For some reason I have this bizarre mental block against fiction. For the past few years I’ve tried to get over it multiple times by picking up “even people who don’t like fiction like this!” books like Harry Potter or This House of Brede. No luck. I just couldn’t get into them.
But I finally found one that I enjoyed so much that I devoured it in four days last week. I’ll leave you hanging and just say that I’ll review it soon.
This morning I had yet another amazing meeting with my spiritual director. One of the many things that came up that I feel like I need to ponder more in the coming weeks is a passing comment she made after we’d been talking about the subjects of anxiety and then detachment:
“What you’re worried about is what you’re attached to,” she said.
It was one of those moments of being the exact thing that I needed to hear at just the right time. I thought back on something that had been stressing me out all morning, and realized that the real reason for my stress is that I’m way too attached to having that particular thing in my life. Lots to think and pray about.

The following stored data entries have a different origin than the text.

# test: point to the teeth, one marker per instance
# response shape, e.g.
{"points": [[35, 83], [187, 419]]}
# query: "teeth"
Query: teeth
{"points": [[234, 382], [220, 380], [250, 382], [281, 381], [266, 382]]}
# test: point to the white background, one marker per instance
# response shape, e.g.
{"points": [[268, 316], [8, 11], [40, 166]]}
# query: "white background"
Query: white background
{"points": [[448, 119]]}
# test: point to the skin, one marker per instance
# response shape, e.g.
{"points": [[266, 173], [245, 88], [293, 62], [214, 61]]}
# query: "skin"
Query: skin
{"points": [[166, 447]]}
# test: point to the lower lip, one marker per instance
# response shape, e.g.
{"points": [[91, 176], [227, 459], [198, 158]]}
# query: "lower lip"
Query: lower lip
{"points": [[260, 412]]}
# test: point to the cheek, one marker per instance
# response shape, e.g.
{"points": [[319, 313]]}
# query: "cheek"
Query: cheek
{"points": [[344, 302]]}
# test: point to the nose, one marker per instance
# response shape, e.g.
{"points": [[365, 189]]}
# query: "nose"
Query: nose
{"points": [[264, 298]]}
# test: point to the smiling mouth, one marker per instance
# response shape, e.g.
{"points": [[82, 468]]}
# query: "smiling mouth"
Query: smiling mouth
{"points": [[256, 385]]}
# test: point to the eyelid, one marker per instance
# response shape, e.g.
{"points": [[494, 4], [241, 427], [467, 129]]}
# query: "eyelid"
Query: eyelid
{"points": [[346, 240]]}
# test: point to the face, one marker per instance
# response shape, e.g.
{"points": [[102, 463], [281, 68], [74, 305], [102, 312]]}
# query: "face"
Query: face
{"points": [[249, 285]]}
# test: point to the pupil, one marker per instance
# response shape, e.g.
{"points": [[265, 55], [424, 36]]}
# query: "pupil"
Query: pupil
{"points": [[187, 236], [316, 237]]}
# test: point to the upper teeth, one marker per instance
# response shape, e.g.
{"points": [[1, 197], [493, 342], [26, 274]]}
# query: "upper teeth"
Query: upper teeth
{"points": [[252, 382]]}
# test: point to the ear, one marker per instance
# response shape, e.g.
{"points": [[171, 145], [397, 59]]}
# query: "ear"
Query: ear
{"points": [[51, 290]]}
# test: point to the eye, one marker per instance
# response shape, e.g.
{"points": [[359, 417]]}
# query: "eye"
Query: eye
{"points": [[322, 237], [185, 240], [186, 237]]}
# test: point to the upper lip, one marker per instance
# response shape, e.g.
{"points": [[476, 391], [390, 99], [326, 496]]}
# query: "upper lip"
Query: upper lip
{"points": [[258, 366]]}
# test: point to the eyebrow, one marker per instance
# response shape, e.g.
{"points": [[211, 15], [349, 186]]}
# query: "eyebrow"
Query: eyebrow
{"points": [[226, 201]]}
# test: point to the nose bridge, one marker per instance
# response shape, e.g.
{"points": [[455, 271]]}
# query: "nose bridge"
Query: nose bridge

Speaking of detachment (or lack thereof), I had to laugh at myself about the Culture 11 Ladyblog Awards a couple weeks ago. I had been trying not to get too hung up on my site’s performance in the Best Religion Blog category. They didn’t publish votes as they came in, so I had no idea how I was doing. I was doing a pretty good job of being detached about it…then, the day before the results were going to be out, I suddenly had this idea that, “I might have won! That would be really cool!” Peaceful ambivalence somehow gave way to “detachment is nice, but winning ROCKS,” and I anxiously checked the results page multiple times the next day.
Instead of the results, perhaps with a big “Yay! Conversion Diary #1 Bestest Religion Blog EVER!” banner at the top as my egotistical fantasies might have pictured, I see this: Culture 11 went out of business they day after all the votes were in. We’ll never know who won.
Point taken, Lord. Point taken.
I gave up coffee in the most ridiculous way last week: I was too tired to make coffee one morning, so I decided to just quit drinking it altogether.
I had cut down to just one small cup a day during pregnancy and had been toying with the idea as part of the Saint Diet, but it was still a rough transition to undertake on five minute’s notice. I have to say, though, I do feel much better without it.
This weekend I’m excited to be going to a blogger get-together that includes the Darwins, Melanie and Dom Bettinelli, Betty Beguiles and Literacy-Chic. I’ve met quite a few bloggers in person, and I never cease to be amazed at how much people’s true personalities really do come across in their blog. So far I’ve never had a bad experience meeting someone whose blog I enjoy. I’m looking forward to getting together with everyone tomorrow.
Anyone else have any fun weekend plans?
I look forward to reading your posts!